Separately, Cameron addressing students at the Al Azhar University in the Indonesian capital city of Jakarta on Thursday morning said the international community must extend its full support to countries like Myanmar where pro-democracy reforms are being implemented.
"Where reform is beginning, like in Burma, we must get behind it. So let us pay tribute to those who have fought for that reform and fought for that freedom, not least the inspirational Aung San Suu Kyi."
Cameron had praises for the bravery and determination shown by Suu Kyi, leader of the National League for Democracy (NLD) party and a Nobel laureate. She was recently elected to Myanmar's parliament in a by-election for seats vacated by parliamentarians who were appointed to Cabinet posts or other executive positions in the government.
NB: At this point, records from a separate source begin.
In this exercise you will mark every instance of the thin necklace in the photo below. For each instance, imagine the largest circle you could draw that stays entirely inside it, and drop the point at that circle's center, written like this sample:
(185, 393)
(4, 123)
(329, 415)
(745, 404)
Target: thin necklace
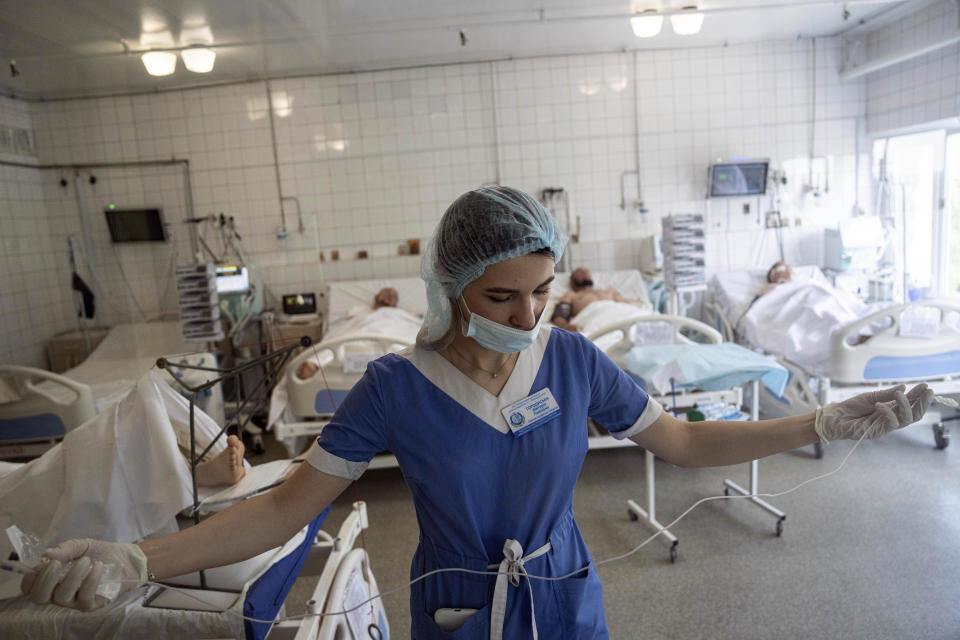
(493, 374)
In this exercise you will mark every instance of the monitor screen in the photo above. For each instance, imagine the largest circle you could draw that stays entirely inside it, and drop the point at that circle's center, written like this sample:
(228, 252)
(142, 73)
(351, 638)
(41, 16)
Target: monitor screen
(738, 179)
(232, 278)
(136, 225)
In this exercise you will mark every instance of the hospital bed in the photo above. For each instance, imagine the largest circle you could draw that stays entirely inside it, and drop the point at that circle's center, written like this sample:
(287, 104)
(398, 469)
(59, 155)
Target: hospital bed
(121, 477)
(629, 283)
(892, 355)
(39, 407)
(683, 337)
(310, 403)
(256, 589)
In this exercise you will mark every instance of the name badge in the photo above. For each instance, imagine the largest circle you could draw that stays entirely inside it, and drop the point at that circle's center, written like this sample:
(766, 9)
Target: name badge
(531, 412)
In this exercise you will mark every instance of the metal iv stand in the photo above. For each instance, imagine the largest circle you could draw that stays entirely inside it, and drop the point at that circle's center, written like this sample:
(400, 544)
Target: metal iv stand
(274, 363)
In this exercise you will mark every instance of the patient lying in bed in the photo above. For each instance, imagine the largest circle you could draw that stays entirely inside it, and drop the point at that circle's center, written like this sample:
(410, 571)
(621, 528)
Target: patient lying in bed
(121, 476)
(795, 319)
(585, 308)
(384, 318)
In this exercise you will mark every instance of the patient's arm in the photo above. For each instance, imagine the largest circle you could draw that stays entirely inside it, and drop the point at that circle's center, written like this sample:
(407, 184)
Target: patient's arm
(252, 526)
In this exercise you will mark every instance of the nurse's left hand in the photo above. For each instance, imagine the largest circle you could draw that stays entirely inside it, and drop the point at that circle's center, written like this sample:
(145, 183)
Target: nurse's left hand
(74, 570)
(874, 413)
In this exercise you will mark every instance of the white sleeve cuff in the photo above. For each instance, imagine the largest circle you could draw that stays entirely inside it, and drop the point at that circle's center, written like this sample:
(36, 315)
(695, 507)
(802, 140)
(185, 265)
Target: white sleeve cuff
(322, 460)
(647, 417)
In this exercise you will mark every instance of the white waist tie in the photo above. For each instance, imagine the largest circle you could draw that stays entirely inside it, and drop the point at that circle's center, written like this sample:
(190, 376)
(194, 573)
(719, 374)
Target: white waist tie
(511, 567)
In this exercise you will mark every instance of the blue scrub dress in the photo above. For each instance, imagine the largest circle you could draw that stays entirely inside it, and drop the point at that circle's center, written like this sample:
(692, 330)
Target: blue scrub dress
(475, 483)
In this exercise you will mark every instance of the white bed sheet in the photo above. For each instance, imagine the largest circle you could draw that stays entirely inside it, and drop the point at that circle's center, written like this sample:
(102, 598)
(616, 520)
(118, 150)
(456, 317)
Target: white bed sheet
(119, 476)
(347, 298)
(734, 291)
(127, 617)
(387, 321)
(127, 353)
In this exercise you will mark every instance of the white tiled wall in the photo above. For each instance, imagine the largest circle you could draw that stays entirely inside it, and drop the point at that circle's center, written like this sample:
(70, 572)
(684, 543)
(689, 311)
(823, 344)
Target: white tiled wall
(35, 298)
(373, 159)
(920, 90)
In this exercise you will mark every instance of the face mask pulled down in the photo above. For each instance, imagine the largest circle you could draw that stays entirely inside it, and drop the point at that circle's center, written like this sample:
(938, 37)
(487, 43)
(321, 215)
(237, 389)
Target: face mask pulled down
(498, 337)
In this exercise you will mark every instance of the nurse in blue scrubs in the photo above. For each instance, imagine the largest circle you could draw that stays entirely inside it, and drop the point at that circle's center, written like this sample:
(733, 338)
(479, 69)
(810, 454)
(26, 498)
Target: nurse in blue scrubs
(487, 418)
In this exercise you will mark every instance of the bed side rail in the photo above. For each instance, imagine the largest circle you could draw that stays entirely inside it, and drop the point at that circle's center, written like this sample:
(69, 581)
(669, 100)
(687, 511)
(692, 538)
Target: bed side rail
(677, 322)
(73, 410)
(848, 360)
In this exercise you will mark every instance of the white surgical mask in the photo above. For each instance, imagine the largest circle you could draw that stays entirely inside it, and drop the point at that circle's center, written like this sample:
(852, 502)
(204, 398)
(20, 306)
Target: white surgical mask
(496, 336)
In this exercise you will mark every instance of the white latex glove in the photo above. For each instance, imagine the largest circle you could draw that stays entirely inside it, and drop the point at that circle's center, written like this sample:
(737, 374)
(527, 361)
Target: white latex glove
(874, 413)
(77, 589)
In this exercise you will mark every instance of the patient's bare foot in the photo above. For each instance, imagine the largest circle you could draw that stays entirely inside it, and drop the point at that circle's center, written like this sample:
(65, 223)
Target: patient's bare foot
(225, 469)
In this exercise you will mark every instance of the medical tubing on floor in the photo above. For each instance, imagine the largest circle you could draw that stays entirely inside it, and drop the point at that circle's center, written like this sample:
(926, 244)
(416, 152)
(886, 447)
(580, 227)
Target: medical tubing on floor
(529, 576)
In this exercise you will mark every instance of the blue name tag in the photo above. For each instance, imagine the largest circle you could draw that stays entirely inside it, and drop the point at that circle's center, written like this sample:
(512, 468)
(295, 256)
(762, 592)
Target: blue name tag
(531, 412)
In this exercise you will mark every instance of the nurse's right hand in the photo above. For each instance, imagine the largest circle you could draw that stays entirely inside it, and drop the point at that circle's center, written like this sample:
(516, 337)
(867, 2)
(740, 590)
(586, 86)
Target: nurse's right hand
(872, 414)
(77, 588)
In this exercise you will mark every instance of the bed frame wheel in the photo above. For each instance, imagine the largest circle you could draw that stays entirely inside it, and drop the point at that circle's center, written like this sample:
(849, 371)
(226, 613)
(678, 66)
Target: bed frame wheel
(941, 436)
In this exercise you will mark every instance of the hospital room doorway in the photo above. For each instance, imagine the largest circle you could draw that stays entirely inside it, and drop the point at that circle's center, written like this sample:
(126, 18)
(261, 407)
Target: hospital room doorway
(952, 212)
(918, 197)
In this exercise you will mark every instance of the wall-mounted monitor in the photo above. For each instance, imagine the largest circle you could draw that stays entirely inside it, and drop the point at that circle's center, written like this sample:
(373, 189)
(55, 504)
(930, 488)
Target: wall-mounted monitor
(136, 225)
(740, 178)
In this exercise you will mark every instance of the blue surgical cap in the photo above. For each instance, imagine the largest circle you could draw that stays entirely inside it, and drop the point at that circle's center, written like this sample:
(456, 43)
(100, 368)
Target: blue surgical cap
(481, 227)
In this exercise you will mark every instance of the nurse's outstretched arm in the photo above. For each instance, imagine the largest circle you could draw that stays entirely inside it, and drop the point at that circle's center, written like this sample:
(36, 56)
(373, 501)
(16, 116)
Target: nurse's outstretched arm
(715, 443)
(240, 532)
(247, 528)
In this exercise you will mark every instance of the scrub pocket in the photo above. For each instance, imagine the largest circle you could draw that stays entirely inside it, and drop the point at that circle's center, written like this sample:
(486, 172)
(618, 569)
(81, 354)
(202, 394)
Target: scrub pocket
(476, 626)
(580, 607)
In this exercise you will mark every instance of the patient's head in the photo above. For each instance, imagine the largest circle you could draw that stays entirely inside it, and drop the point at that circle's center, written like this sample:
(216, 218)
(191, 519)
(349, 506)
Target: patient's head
(581, 279)
(779, 272)
(386, 297)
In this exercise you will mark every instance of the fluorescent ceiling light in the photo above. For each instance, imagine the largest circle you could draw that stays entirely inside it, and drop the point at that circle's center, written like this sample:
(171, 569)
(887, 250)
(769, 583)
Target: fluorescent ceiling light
(687, 24)
(159, 63)
(282, 104)
(198, 59)
(647, 24)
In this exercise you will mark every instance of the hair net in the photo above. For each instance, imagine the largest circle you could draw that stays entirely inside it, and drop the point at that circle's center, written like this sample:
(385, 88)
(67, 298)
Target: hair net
(481, 227)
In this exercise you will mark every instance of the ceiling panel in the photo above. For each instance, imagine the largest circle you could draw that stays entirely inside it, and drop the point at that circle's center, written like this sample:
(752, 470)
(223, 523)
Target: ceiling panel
(66, 48)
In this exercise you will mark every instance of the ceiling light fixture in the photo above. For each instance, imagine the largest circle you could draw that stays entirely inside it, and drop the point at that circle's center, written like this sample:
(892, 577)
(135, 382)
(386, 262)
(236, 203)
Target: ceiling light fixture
(688, 22)
(198, 59)
(647, 23)
(159, 63)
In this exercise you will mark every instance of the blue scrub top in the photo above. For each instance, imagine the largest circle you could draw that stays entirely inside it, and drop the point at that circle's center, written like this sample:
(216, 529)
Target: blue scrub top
(475, 483)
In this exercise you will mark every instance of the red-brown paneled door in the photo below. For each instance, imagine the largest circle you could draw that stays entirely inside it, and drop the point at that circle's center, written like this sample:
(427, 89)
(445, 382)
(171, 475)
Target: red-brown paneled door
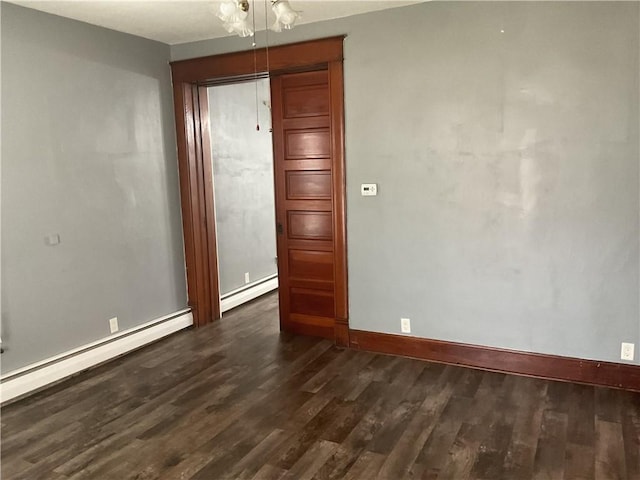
(308, 230)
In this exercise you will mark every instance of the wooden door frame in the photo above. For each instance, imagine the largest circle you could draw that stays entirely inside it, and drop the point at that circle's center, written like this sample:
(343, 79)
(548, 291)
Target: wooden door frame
(190, 79)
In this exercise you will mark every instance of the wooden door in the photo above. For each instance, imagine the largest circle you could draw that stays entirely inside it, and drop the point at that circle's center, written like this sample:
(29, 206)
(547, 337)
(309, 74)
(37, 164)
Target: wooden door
(307, 139)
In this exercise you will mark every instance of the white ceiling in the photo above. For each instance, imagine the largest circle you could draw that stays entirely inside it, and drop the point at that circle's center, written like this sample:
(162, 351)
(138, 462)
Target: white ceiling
(181, 21)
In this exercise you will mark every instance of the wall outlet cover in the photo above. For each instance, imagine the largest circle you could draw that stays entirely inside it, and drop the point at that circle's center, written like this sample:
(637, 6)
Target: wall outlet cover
(405, 325)
(113, 324)
(627, 351)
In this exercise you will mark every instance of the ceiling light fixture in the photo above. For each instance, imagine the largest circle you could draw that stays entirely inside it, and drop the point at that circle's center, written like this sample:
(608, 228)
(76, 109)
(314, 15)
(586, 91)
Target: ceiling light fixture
(234, 15)
(285, 15)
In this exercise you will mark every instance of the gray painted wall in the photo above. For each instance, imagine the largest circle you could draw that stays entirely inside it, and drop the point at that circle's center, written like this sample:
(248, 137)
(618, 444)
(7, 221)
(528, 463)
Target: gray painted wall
(243, 183)
(88, 152)
(507, 166)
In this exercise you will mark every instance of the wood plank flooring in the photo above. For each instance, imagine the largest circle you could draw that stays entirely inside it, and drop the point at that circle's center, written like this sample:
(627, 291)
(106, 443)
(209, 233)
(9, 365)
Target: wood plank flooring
(239, 400)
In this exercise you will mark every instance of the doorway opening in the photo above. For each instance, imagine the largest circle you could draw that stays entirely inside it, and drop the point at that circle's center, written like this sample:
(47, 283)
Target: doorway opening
(243, 188)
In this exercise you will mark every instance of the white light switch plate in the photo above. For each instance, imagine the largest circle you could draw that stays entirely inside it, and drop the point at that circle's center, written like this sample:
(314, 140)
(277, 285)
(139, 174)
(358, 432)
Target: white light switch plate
(369, 189)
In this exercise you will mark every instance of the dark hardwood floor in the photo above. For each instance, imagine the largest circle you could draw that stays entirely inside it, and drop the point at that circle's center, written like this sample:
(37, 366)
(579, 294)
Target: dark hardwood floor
(237, 399)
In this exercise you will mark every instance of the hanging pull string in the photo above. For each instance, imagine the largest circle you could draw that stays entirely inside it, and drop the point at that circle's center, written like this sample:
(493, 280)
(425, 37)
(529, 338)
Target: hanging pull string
(255, 66)
(266, 32)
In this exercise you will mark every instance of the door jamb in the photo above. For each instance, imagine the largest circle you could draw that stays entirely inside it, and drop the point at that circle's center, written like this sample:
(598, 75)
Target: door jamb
(190, 78)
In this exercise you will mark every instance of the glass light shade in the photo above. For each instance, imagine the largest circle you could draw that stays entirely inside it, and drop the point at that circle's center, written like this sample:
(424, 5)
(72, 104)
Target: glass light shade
(285, 15)
(235, 18)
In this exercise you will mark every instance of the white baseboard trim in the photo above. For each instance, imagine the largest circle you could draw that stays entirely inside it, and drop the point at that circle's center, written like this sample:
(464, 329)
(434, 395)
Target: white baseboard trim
(37, 375)
(248, 294)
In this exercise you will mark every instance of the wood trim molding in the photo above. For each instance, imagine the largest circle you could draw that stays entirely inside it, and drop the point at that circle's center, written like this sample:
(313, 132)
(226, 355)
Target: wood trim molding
(190, 78)
(290, 57)
(607, 374)
(336, 86)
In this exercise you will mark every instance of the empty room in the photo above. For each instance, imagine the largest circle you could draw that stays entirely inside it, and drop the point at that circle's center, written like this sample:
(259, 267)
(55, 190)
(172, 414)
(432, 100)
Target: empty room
(309, 239)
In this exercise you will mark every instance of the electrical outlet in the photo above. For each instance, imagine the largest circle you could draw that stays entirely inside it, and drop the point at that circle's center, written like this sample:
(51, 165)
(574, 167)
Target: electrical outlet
(626, 351)
(405, 325)
(113, 324)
The by-elections were monitored by representatives of some 25 countries, including the US, EU and members of the Association of Southeast Asian Nations (ASEAN). They were invited by the new civilian government that took office in March 2011 as part of efforts to get the recently adopted political reforms witnessed and verified by the international community.
Suu Kyi was under house arrest for most of the past 20 years. She was freed on November 13, 2010, hours after the military-backed Union Solidarity and Development Party (USDP) emerged victorious in a landmark election in which both she and her party were denied participation.
The NLD had secured a landslide victory in the 1990 elections, but could not assume power as the ruling military junta refused to recognize the election results. Although the NLD boycotted the November 2010 polls, the party decided to rejoin mainstream politics in December and was subsequently allowed to contest the by-polls.
Cameron, who is currently on an Asia tour, is expected to hold talks with President Thein Sein and Suu Kyi while in Myanmar. When he lands in Myanmar, Cameron will become the first Western head of state to visit the country since the democratic elections after 50 years of military rule.
Britain and other Western powers, including the United States have softened their approach toward Myanmar in recent months after reforms were initiated by the military-backed civilian government. Myanmar had earlier been slapped with several rounds of sanctions by Western nations, mostly over continued detention of political prisoners and suppression of pro-democracy protests by the military junta.
Since taking power in March 2011, the new government led by President Thein Sein has released thousands of prisoners. Those freed included journalists, government critics as well as pro-democracy and opposition activists, jailed by the military regime. The government also implemented several pro-democracy reforms demanded by the opposition and the international community.